Ground potential rise is caused by transient high potentials resulting from lightning current entering the ground. When lightning strikes a building's lightning rod or the nearby ground, thousands to hundreds of thousands of amperes of lightning current are discharged through the grounding system. Due to the resistance and inductance of the grounding system, according to U=IR+L·di/dt, the potential of the entire grounding system rises sharply by tens to hundreds of kilovolts in a very short time.

Main hazards:

Reverse flashover: The elevated ground potential discharges along the incoming lines (power lines, signal lines) to distant low-potential points, breaking down the insulation of the lines, and allowing the lightning current to intrude into the equipment in reverse.

Potential difference between systems: A large potential difference can be generated between independently grounded equipment within a building and the main grounding system, leading to insulation breakdown of the equipment.

SPD Overload: The actual voltage applied across the SPD far exceeds its designed voltage tolerance, causing damage to the surge protector.

Core protection principles:

Equipotential bonding: This involves connecting all metal conductors and grounding systems within a building using equipotential bonding strips to create an electrically unified system, ensuring simultaneous potential rise and eliminating dangerous potential differences.

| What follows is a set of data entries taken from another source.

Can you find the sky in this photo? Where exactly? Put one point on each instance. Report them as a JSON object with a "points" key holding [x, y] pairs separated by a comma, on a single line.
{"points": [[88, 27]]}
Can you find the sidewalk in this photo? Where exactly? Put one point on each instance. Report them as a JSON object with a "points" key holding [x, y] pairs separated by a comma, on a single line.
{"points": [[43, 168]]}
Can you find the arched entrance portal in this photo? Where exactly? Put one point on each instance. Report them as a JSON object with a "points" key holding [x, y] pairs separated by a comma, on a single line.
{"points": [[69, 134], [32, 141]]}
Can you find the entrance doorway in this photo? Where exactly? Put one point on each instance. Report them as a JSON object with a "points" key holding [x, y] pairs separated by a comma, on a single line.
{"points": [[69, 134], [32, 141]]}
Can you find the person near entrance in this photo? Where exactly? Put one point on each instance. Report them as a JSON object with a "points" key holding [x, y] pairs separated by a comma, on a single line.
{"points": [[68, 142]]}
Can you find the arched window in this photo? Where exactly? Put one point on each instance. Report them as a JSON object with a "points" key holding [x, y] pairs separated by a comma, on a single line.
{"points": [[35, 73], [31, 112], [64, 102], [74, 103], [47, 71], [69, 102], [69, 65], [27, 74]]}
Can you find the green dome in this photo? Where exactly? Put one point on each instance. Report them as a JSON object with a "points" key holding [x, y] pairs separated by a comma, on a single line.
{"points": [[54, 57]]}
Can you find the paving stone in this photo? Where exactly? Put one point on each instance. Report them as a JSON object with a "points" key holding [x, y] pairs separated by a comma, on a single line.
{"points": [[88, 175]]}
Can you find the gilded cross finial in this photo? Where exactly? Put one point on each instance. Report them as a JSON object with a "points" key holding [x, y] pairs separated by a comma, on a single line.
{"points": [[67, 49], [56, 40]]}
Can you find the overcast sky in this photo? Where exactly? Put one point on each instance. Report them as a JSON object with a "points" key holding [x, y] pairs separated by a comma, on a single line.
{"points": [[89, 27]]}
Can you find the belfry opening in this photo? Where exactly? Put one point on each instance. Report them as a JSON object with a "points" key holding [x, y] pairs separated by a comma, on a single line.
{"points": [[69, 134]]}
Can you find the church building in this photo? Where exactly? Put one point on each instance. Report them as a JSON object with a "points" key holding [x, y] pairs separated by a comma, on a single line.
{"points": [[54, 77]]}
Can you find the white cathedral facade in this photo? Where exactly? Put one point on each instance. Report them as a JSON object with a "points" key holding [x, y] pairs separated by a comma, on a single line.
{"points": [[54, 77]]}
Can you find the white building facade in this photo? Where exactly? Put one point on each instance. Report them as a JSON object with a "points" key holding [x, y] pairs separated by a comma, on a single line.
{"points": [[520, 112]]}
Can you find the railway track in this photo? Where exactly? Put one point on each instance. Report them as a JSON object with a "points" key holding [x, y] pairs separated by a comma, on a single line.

Coordinated SPD protection: Install matching SPDs at various line entry points to provide a controlled discharge path for lightning currents.

Grounding grid optimization: Using a ring/mesh grounding system reduces surge impedance and improves the dissipation of high-frequency lightning currents.

This protection system minimizes the dangers of ground potential rise through the concept of "equalizing potential and controlled discharge."